The May contract ended up $104 at $2,394 a tonne - within sight of the $2,450 a tonne high, reached last week. "Speculative interest is driving the market again, but the volumes are fairly modest compared with recent sessions when we reached the highs," one trader said.
"Most of the softs are seeing positive numbers right now." Fund and speculative buying have dominated soft commodities in recent weeks, taking gains in the coffee, cocoa and sugar to more than 20 percent since the start of this year.
Dealers said the market looked ripe for a sell-off from a technical standpoint, but could do little to stand in the way of fund interest. "Every time you think you ought to sell, the market goes the other way," one trader said. The Reuters/Jefferies CRB Index hit record highs for a third straight session as commodities from oil to metals and grains chalked up hefty gains on Tuesday.
The CRB comprises futures in live cattle, cotton, soybeans, sugar, frozen concentrated orange juice, wheat, cocoa, corn, gold, aluminium, nickel, unleaded gasoline, crude oil, natural gas, heating oil, coffee, silver, copper and lean hogs. Cocoa started strongly but eased in afternoon trading and finally closed slightly lower. Benchmark May hit a high at 1,322 before ending down 3 pounds at 1,295 pounds a tonne.
"The funds are the only guys buying to be fair. There's quite a bit of fresh buying coming in after the long weekend in New York. Despite the weaker close, dealers said they did not expect the market to fall too far. "There are too many fund players in New York that will not let the market go down," one said.
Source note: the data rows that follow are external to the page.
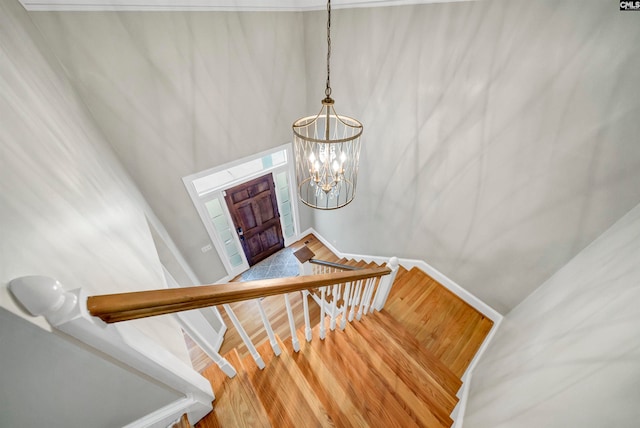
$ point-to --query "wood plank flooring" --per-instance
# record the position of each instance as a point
(440, 321)
(425, 315)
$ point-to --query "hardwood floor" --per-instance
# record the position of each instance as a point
(398, 367)
(439, 320)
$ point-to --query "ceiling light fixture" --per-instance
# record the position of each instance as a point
(327, 151)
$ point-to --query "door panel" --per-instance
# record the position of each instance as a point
(254, 211)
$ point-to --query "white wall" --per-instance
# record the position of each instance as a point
(499, 140)
(67, 208)
(500, 136)
(569, 355)
(177, 93)
(47, 380)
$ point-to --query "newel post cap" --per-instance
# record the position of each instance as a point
(42, 295)
(394, 263)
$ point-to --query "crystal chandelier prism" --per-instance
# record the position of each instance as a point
(327, 151)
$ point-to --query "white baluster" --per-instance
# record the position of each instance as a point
(385, 284)
(267, 327)
(373, 283)
(363, 298)
(355, 298)
(323, 291)
(67, 311)
(307, 321)
(334, 302)
(345, 305)
(292, 324)
(186, 323)
(245, 337)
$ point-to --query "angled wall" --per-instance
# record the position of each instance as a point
(67, 207)
(500, 137)
(176, 93)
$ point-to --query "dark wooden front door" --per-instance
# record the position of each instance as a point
(254, 210)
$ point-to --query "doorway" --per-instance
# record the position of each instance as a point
(254, 210)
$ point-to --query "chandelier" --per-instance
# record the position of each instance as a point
(327, 150)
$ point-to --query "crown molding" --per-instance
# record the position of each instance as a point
(211, 5)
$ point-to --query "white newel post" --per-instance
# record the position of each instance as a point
(245, 337)
(385, 284)
(67, 312)
(267, 326)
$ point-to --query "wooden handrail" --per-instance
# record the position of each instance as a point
(141, 304)
(332, 264)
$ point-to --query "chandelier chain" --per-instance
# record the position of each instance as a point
(327, 91)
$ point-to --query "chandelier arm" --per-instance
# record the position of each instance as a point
(327, 91)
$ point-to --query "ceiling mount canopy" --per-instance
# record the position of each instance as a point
(327, 150)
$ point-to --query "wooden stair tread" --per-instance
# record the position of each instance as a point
(416, 375)
(406, 386)
(382, 322)
(374, 399)
(441, 322)
(326, 386)
(236, 402)
(285, 393)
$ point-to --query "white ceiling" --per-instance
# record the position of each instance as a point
(210, 5)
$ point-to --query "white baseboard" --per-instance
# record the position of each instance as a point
(165, 416)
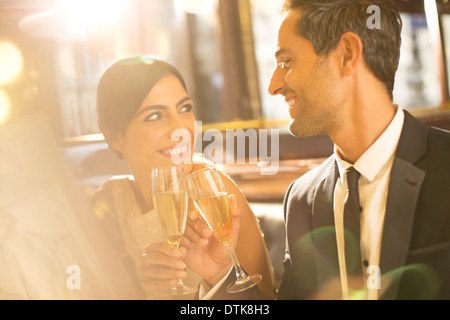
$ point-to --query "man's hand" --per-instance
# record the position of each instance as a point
(205, 254)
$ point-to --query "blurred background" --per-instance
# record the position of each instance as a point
(53, 52)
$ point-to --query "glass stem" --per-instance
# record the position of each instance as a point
(241, 275)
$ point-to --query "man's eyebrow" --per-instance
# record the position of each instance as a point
(160, 106)
(279, 52)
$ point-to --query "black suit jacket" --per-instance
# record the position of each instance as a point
(415, 252)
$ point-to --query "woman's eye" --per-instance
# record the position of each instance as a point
(283, 65)
(186, 108)
(154, 116)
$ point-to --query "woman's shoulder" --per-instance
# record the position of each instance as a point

"We've been looking for a sharp correction for a long time but at the moment its not behaving like a cocoa market, its more like a financial market." Sugar futures closed slightly firmer with fund and speculator interest again dominating trading.
May sugar closed up $2.50 at $378.50 per tonne, having earlier hit a 15-month high at $383.50. On the supply front, sugar merchant Czarnikow revised down on Tuesday its forecast for the 2007/08 global sugar surplus to 9.68 million tonnes from 10.5 million tonnes predicted in November.